Unfortunately, by using the term “Insider Trading” in the name of its new task force, the Division of Enforcement is blurring the distinction between misappropriation and insider trading. Words matter to the derivatives market. When re-reading the summary description of the task force, there is cause for concern: “[The Insider Trading Task Force] is a coordinated effort across the Division [of Enforcement] to identify and charge those who engage in insider trading or otherwise improperly use confidential information in connection with markets regulated by the CFTC” (emphasis added).7 This language suggests that the CFTC’s Division of Enforcement distinguishes between insider trading and misappropriation, and could pursue claims for both. What the CFTC’s Division of Enforcement means when it says it will pursue “insider trading” is left to one’s imagination.

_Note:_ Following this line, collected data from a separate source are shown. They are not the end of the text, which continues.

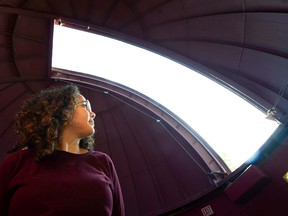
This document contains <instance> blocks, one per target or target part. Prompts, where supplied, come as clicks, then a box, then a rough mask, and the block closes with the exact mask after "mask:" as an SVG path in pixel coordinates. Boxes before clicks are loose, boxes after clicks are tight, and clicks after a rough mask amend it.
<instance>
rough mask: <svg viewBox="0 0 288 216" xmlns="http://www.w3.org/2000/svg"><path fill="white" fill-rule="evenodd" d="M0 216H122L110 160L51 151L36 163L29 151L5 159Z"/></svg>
mask: <svg viewBox="0 0 288 216" xmlns="http://www.w3.org/2000/svg"><path fill="white" fill-rule="evenodd" d="M0 215H1V216H6V215H9V216H14V215H15V216H16V215H17V216H19V215H21V216H25V215H27V216H38V215H41V216H42V215H45V216H48V215H51V216H57V215H61V216H66V215H75V216H76V215H81V216H82V215H83V216H84V215H85V216H89V215H93V216H96V215H97V216H102V215H103V216H106V215H121V216H122V215H125V213H124V204H123V198H122V192H121V188H120V184H119V180H118V177H117V174H116V171H115V168H114V165H113V163H112V161H111V159H110V158H109V157H108V156H107V155H106V154H104V153H101V152H97V151H89V152H88V153H85V154H72V153H68V152H64V151H56V152H55V153H54V154H53V155H52V156H51V157H49V158H47V159H45V160H43V161H41V162H36V160H35V158H34V152H33V150H28V149H27V150H22V151H18V152H15V153H13V154H11V155H9V156H8V157H7V158H6V159H5V160H4V162H3V163H2V164H1V165H0Z"/></svg>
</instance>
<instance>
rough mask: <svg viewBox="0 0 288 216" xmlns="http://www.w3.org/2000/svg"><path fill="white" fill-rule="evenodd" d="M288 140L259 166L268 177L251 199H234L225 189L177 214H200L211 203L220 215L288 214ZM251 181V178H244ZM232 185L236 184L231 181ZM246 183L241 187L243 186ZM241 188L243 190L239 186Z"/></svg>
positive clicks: (223, 189)
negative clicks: (268, 157) (233, 199)
mask: <svg viewBox="0 0 288 216" xmlns="http://www.w3.org/2000/svg"><path fill="white" fill-rule="evenodd" d="M287 155H288V139H287V138H286V139H285V140H284V141H283V142H282V143H281V144H280V145H279V146H278V147H277V148H276V149H275V150H274V151H273V152H272V154H271V155H270V156H269V158H268V159H267V160H266V161H265V162H264V163H262V164H261V165H258V166H257V167H258V168H259V170H261V171H263V172H264V173H265V174H266V175H267V176H268V177H269V180H268V182H267V183H266V184H264V185H263V186H262V187H261V188H260V189H259V190H256V191H255V192H254V193H253V194H252V195H251V196H249V198H247V199H245V200H244V201H242V202H237V201H235V202H233V201H232V200H231V198H230V197H229V196H228V195H227V193H226V192H225V188H223V189H222V190H221V191H220V192H219V193H217V194H215V193H214V194H213V195H211V196H208V197H206V198H205V199H202V201H199V202H195V203H191V204H190V206H187V208H186V210H185V211H183V210H182V211H181V212H180V213H176V215H179V216H188V215H193V216H197V215H199V216H200V215H201V216H203V213H202V210H201V209H203V208H205V207H206V206H210V207H211V209H212V211H213V212H214V214H212V215H217V216H218V215H220V216H224V215H225V216H234V215H235V216H236V215H241V216H248V215H249V216H250V215H252V216H258V215H259V216H260V215H261V216H263V215H269V216H270V215H271V216H274V215H286V214H287V212H288V205H287V194H288V183H287V182H286V181H285V180H284V179H283V176H284V175H285V173H286V172H287V171H288V170H287V164H288V157H287ZM245 181H246V182H244V184H245V183H248V184H249V181H251V180H250V179H249V178H247V179H245ZM232 184H233V183H232ZM244 184H242V185H241V187H242V186H243V187H244ZM240 190H241V189H240Z"/></svg>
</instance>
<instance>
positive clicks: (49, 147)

Notwithstanding the casual reference to “insider trading,” other aspects of the description of the Insider Trading Task Force suggest that the CFTC’s Division of Enforcement is focused on misappropriation: “The [CFTC] will thoroughly investigate and, where appropriate, prosecute instances in which individuals have abused access to confidential information—for example, by misappropriating confidential information, improperly disclosing a client’s trading information, front running, or using confidential information to unlawfully prearrange trades.”8
If the goal of the Insider Trading Task Force is truly to pursue misappropriation, the Division of Enforcement should change the name and narrative of the task force because the casual references to “insider trading” raise concerns. If the farmer has to worry that trading on the basis of his crop production, or the airline has to worry that trading on the basis of its need for fuel could lead to a CFTC enforcement action, that fear has real-life consequences. A market participant may decide not to hedge a significant risk facing its business, which, in turn, will inject more risk into the derivatives markets. Any hesitancy to hedge risk or participate in price discovery may reduce liquidity for the entire market. These real concerns should form the basis for a constructive dialogue with the CFTC about the name and mission of, perhaps, a more aptly named Misappropriation Task Force.

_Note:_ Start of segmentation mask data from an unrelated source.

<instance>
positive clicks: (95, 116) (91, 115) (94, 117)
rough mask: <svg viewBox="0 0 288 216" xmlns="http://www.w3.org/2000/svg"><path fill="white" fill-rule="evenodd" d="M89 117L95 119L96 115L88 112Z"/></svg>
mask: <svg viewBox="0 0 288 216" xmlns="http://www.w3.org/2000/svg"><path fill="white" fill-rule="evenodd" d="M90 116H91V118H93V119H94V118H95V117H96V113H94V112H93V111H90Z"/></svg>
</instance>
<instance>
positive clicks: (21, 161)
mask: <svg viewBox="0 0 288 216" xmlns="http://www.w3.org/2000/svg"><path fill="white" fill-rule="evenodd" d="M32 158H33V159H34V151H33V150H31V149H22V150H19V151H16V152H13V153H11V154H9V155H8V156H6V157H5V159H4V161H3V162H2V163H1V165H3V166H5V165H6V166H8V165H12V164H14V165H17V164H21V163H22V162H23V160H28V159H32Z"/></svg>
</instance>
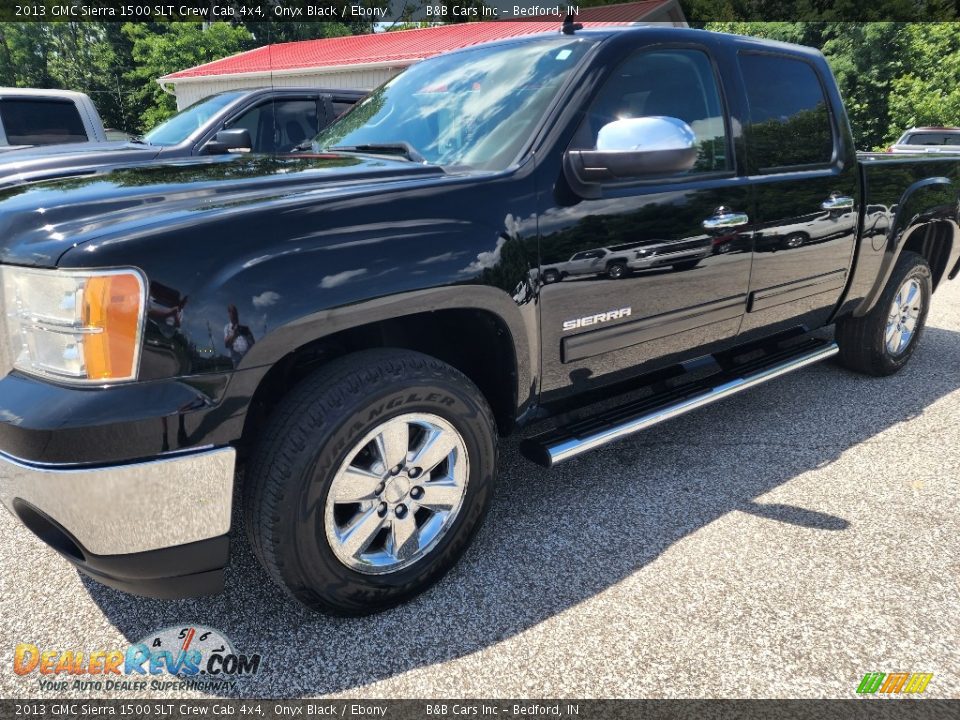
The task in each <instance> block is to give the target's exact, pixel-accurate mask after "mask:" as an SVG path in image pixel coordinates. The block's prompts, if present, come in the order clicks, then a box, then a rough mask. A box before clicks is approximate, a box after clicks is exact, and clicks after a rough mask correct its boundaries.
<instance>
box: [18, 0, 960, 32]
mask: <svg viewBox="0 0 960 720" xmlns="http://www.w3.org/2000/svg"><path fill="white" fill-rule="evenodd" d="M958 6H960V0H874V1H873V2H862V1H860V0H641V1H640V2H611V1H605V0H583V1H582V2H575V0H564V2H563V3H554V2H552V0H359V1H355V2H351V1H350V0H32V1H31V0H6V1H5V2H4V3H3V6H2V7H0V21H4V22H120V23H123V22H230V23H245V24H247V23H251V22H300V23H304V22H309V23H318V22H339V23H360V22H366V23H378V24H382V27H383V28H384V29H386V28H388V27H390V26H392V25H396V24H397V23H406V22H437V23H450V22H477V21H486V22H489V21H499V22H504V21H507V22H516V21H537V22H544V21H553V20H555V21H557V22H560V21H561V20H562V19H563V18H564V17H566V16H567V15H574V16H575V18H576V19H577V20H578V21H581V22H643V23H649V22H670V23H675V24H676V23H688V24H690V25H693V26H697V25H699V24H701V23H706V22H717V21H731V22H732V21H751V22H763V21H806V22H951V21H957V20H960V8H958ZM958 31H960V26H958Z"/></svg>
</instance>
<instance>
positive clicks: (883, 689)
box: [857, 673, 933, 695]
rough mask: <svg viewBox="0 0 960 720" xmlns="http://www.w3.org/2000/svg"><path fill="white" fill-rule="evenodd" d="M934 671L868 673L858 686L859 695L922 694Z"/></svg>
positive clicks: (860, 681)
mask: <svg viewBox="0 0 960 720" xmlns="http://www.w3.org/2000/svg"><path fill="white" fill-rule="evenodd" d="M932 679H933V673H867V674H866V675H864V676H863V680H861V681H860V685H859V686H858V687H857V693H858V694H859V695H874V694H876V693H880V694H881V695H920V694H921V693H922V692H923V691H924V690H926V689H927V685H929V684H930V681H931V680H932Z"/></svg>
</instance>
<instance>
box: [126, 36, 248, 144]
mask: <svg viewBox="0 0 960 720" xmlns="http://www.w3.org/2000/svg"><path fill="white" fill-rule="evenodd" d="M123 32H124V34H125V35H126V36H127V37H128V38H129V39H130V41H131V43H132V51H131V55H132V57H133V60H134V62H135V63H136V64H135V66H134V67H133V68H132V69H130V70H129V71H128V72H127V73H126V79H127V80H129V81H130V82H131V84H132V86H133V87H132V97H133V102H134V103H135V104H138V105H142V106H143V107H144V108H145V109H144V110H143V112H142V114H141V115H140V118H139V120H140V123H139V125H140V129H147V128H151V127H153V126H154V125H156V124H157V123H159V122H162V121H163V120H166V119H167V118H168V117H170V116H171V115H173V114H174V113H175V112H176V109H177V106H176V101H175V100H174V98H173V96H171V95H169V94H168V93H166V92H165V91H164V90H163V89H162V88H161V87H160V85H159V84H158V83H157V78H159V77H162V76H163V75H167V74H169V73H172V72H176V71H177V70H183V69H184V68H188V67H192V66H194V65H200V64H202V63H206V62H211V61H213V60H219V59H221V58H224V57H227V56H229V55H235V54H236V53H239V52H243V51H244V50H249V49H251V48H253V47H255V46H256V45H257V43H256V42H255V40H254V38H253V36H252V35H251V34H250V31H249V30H247V29H246V28H245V27H243V26H234V25H231V24H230V23H226V22H215V23H209V24H207V25H204V24H201V23H185V22H176V23H125V24H124V25H123Z"/></svg>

1 The term refers to the role played by Eddie Murphy in the 80s movie Trading Places, and in particular, to his scheme to use a stolen government report about orange juice production to profit from trading in frozen concentrate orange juice futures.
3 76 Fed. Reg. 41398, 41403 (July 24, 2011).
4 Supra note 3.
5 See In Re Ruggles, CFTC Docket No. 16-34 (Sept. 29, 2016).
6 See In Re Motazedi, CFTC Docket No. 16-02 (Dec. 2, 2015).
7 Id. (emphasis added).
8 Insider Trading Task Force Press Release.